Thanks to algorithms like GPT3, computers are now able to generate text that readers have trouble distinguishing from human written copy. This isn’t new. Even highly regarded institutions, like the BBC, have been using machine learning systems to produce content since at least 2019. What has changed though is how cheap and easy it has become for publishers of any size to use systems like this.
In 2020 OpenAI released GPT3 as a public API for anyone to sign up and use (with a few restrictions). GPT3 is the latest in a line of text-generating algorithms that are able to produce human-readable text based on what it has taught by reading 45TB of content from Wikipedia, books and the wider web.
This huge crawl of data allows OpenAI to produce text by predicting what text is likely to follow in a sequence. This gives it incredible flexibility to produce content of almost any type and style with minimal input.
The release of OpenAI’s API has been the spark for an entire industry of AI writing tools to appear. Some of these improve on the base OpenAI model by training it with additional data, whilst others simply provide an easy to use front-end. All aim to put content generation in the hands of a wider audience.
Producing written content has never been easier
Using these tools, it is child’s play to produce entire articles in under a minute with just a few clicks. With just a few minutes training, someone could literally turn out hundreds of original articles in a day and a few lines of code can turn that into thousands. Unsurprisingly, many people are doing just that, seeing AI as the latest shortcut to be exploited for easy money.
The risks of AI content
The output that these systems are producing is undoubtedly impressive, but it is far from perfect.The crawl of data that underpins the system is now more than two years old. Ask OpenAI to talk about the pandemic, the war in Ukraine, or even who the current President of the United States is, and the gaps show.

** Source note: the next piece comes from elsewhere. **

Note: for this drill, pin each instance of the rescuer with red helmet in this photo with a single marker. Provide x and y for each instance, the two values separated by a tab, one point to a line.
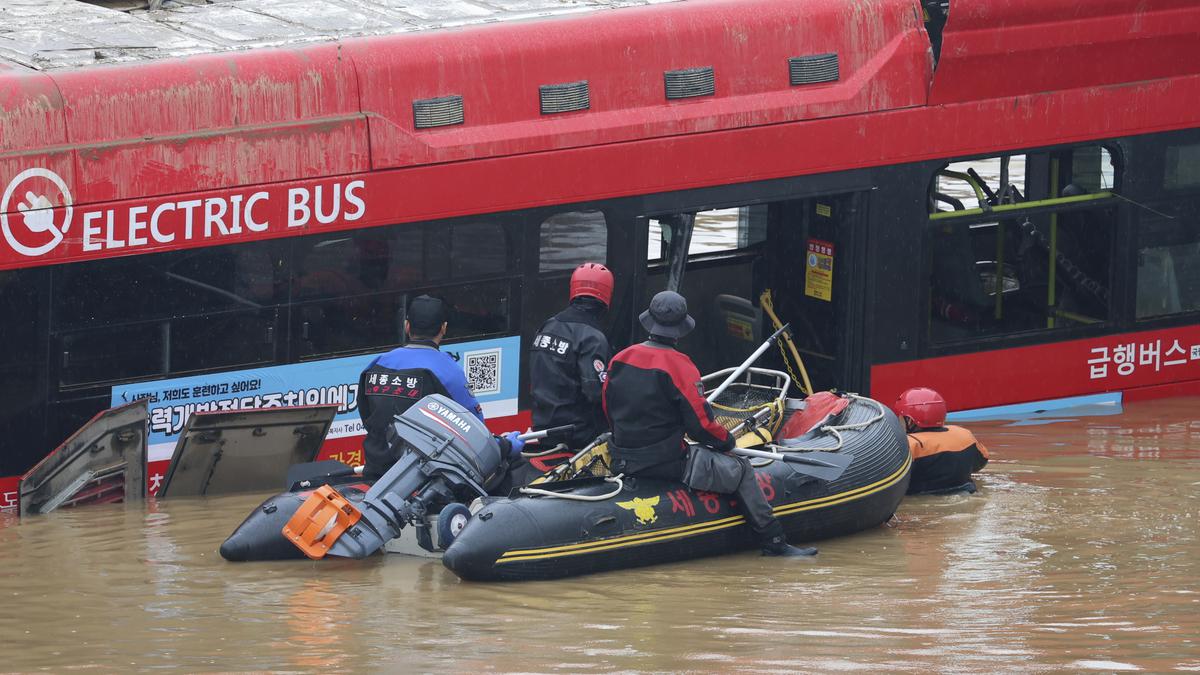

The system is prone to other errors too. It doesn’t always understand the difference between fact and fiction for one. Quotes can be created and attributed to people who don’t exist, because that is the block of text the system predicts will follow. Without careful supervision, GPT3 can also often ramble, moving from topic to topic without ever sticking to a narrative. In short, it’s easy to use AI to produce readable content, but much harder to have it produce good content.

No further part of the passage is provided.